While the cause of the building’s collapse hasn’t yet been officially determined by the National Institiute of Standards and Technology, a known contributing factor is degradation of reinforced structural supports due to long-term water penetration. The problem was reported in 2018 and noted to have substantially worsened a month before the collapse.
A $15 million repair program had been approved, but work hadn’t yet begun.
The grand jury report, published Dec. 15, has sweeping implications for local governments as it calls for stricter inspection requirements, a greatly reduced inspection timeline and includes 40 policy recommendations ranging from education requirements for officials to reporting mandates.
While the report’s scope is focused on the South Florida region, its findings will undoubtedly be considered in building departments across the United States, given the attention that was given when the Surfside condo collapsed. The report centers around “the policies, procedures, protocols, systems and practices of many of the participants involved in making sure that buildings in our communities are designed and constructed in a safe manner, that residents of those buildings effectuate timely and appropriate maintenance of their buildings so that they remain safe and habitable, and officers and officials exercise appropriate oversight to ensure all of the above.”
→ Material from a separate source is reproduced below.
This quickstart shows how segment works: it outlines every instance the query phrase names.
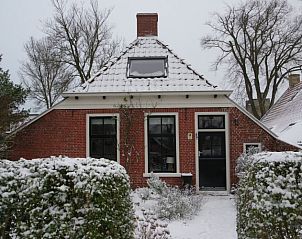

Chief among those is a recommendation that the Miami-Dade County Ordinance’s current 40-year recertification requirement be reduced by about three-quarters. Notably, Champlain Towers South was built in 1981 and board members were just getting started on the 40-year inspection process when it fell. But due to a number of reasons including South Florida-specific environmental conditions, “A lot can happen to a building in 40 years,” the report says, highlighting a previous tragedy, the partial collapse of the federal building that housed the United States Drug Enforcement Administration (DEA) Miami Field Division in 1974, which killed seven people and prompted officials to implement the current policy.
The DEA building was built in 1925, “making it 49 years old at the time of the collapse,” the report says. But even with the historic precedence, prior to the Surfside tragedy, “out of Florida’s 67 counties, Miami-Dade County and Broward County are the only two which impose compliance with the South Florida Building Code and its 40-year recertification requirement.”
Building on the county’s current code, the report recommends “the initial detailed certification inspection (should) be performed no less than 10 years and no more than 15 years after completion of construction of the condominium building or other residential property with updated reports every 10 years thereafter.”
Other recommendations related to inspection and maintenance include a 10-year exterior repainting and waterproofing requirement, and an annual mandate requiring that condo boards “file a document certifying that regular and routine maintenance of all components impacting structural integrity of the building has been conducted at their building within the past 12 months.”
The grand jury also found that stricter qualification standards for inspectors and a general tightening of professional expectations should be considered, along with “’a duty to report’ … imposed on professional engineers and architects who conduct building inspections. At the time they provide copies of inspection reports to the condo board or owners of buildings which meet the threshold definition, they should be required to provide a copy of the same report to the local building official.”
Given the increased number of cases under review following the Florida tragedy and to meet future demands, the report concludes that building department budgets should be expanded so that more inspectors can be hired, along with “the creation of a special unit of investigators who would be trained and qualified to investigate these important cases that seem to fall through the cracks.” Among the unit’s duties, it would be responsible for “conducting investigations of criminal conduct involving directors who serve on condo boards.”